REPUBLIKA.CO.ID, JEDDAH -- Pertemuan Puncak Organisasi Kerjasama Islam (OKI) yang bertema tentang Ilmu Pengetahuan dan Teknologi (IPTEK) akan diselenggarakan mulai Ahad (10/9) di Ibu Kota Astana, Kazakhstan. Seluruh negara peserta anggota saat ini tengah melakukan persiapan dalam mengadopsi dokumen kerja yang nantinya dibahas dan dipertimbangkan dalam ajang tersebut.
Dalam sebuah pidato sebelum pembukaan KTT OKI tentang IPTEK, Sekretaris Jenderal OKI Yousif Al-Othaimeen mengatakan bahwa pertemuan ini adalah sebuah acara bersejarah. Ini menjadi yang pertama bagi seluruh negara anggota dan didedikasikan untuk mempromosikan dan mengembangkan sains dan teknologi. Ini adalah sesuatu yang nantinya menjadi alat pemberdayaan serta faktor-faktor pendorong pembangunan sosial dan ekonomi yang berkelanjutan.

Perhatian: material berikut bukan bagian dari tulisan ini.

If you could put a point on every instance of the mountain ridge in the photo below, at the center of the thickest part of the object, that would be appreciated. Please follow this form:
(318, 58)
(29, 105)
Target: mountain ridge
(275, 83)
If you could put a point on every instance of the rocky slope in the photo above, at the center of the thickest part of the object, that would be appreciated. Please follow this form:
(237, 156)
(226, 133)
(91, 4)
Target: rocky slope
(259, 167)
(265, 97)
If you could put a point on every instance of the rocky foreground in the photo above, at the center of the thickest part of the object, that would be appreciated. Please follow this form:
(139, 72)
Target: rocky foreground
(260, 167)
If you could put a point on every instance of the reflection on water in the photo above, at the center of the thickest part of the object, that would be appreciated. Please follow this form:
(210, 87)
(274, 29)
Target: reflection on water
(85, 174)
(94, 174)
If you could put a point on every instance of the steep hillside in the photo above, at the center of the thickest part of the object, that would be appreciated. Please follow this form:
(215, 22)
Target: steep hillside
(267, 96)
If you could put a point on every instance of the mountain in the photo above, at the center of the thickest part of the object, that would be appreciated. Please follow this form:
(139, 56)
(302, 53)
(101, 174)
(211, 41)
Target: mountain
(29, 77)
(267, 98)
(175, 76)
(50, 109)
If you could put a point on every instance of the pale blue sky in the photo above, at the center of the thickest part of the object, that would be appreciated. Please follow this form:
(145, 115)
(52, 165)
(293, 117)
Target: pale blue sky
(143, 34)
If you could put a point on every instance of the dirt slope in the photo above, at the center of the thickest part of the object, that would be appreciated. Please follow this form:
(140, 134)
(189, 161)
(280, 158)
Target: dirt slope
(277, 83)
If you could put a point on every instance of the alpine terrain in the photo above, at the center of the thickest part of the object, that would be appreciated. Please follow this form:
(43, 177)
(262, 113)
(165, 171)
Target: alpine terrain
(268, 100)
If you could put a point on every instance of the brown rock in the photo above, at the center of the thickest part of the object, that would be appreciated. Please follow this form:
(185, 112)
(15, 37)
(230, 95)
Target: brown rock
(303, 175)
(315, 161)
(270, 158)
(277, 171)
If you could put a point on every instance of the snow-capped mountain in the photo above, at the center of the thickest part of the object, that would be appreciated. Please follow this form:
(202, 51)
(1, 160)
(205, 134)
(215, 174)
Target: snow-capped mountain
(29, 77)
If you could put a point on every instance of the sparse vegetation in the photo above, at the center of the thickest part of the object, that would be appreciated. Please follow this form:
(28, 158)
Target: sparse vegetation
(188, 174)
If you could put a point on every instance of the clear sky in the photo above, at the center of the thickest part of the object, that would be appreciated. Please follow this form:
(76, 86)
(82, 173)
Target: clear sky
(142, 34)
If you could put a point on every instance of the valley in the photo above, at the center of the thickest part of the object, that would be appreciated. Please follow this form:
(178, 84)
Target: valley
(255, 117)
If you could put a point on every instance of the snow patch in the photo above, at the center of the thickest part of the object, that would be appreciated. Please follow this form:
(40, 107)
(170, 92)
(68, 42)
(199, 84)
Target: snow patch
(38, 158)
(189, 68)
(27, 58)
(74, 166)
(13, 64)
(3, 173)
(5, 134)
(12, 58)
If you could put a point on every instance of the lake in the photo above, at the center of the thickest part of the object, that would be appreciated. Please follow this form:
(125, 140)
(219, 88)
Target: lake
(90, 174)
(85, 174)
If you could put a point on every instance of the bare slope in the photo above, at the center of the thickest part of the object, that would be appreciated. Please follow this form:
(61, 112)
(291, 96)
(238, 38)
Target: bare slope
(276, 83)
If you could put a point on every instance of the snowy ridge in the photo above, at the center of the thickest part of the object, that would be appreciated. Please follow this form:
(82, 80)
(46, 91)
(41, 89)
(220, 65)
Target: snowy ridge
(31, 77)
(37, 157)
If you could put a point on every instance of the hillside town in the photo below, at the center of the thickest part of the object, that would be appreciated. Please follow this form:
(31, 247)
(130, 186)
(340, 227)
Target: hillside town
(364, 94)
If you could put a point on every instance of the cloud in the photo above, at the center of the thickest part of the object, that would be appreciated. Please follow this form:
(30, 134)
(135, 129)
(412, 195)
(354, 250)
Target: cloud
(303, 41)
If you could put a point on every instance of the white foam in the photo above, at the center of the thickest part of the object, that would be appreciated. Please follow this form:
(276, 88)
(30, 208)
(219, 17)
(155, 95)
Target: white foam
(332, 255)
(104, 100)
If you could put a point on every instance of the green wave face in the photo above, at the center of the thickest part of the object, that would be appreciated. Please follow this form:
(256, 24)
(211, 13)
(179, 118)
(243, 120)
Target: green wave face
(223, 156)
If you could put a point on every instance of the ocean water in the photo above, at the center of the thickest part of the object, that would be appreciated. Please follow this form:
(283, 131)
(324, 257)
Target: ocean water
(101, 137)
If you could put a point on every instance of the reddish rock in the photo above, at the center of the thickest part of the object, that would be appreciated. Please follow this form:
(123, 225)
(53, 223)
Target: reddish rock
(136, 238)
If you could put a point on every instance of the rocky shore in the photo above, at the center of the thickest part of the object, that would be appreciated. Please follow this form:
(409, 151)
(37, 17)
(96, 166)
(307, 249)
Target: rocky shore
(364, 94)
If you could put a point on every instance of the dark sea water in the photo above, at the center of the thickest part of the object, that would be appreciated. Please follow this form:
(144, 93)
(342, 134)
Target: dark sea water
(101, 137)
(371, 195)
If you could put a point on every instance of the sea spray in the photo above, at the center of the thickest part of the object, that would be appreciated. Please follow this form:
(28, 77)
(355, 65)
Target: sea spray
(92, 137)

"KTT OKI tentang IPTEK yang pertama kalinya digelar ini merupakan sesuatu yang unik, di mana ini sekaligus menekankan bahwa Islam adalah agama yang memiliki intelektualitas dan tentunya pengetahuan ilmiah dengan tujuan membebaskan orang-orang dari segala sesuatu yang buruk," ujar Othaimeen, dilansir Arab News, Ahad (10/9).
Yousif juga menuturkan tentang bagaimana pengembangan dokumen OKI dilakukan dengan terlebih dahulu melalui diskusi intensif dengan 157 ilmuwan dan pakar teknis dari 20 negara anggota. Menurut Othaimeen ini memuat segala tentang sains dan teknologi baru, lengkap dengan catatan mengenai konsekuensi sosial dan ekonomi dari hal itu.
Dokumen tersebut juga mencakup program ilmiah yang dapat diterapkan bersama oleh banyak negara. Ia menekankan bahwa semua program itu akan menjadi faktor utama dalam membangun ekonomi di negara-negara anggota, di mana ekonomi akan mengalami kemajuan dengan bergantung terhadap industrialisasi.
"Dokumen ini tentunya berisi program yang akan menjadi faktor pemberdayaan utama untuk membangun ekonomi berkelanjutan di seluruh negara anggota dan keberhasilan sepenuhnya," jelas Othaimeen.
Nantinya keberhasilan OKI secara keseluruhan dapat dicapai karena kerjasama dan kolaborasi antara negara anggota. Ia juga menegaskan bahwa diperlukan penggantian program nasional yang telah diterapkan masing-masing negara tersebut dengan berbagai kegiatan kolaboratif serta kontemporer yang disepakati bersama.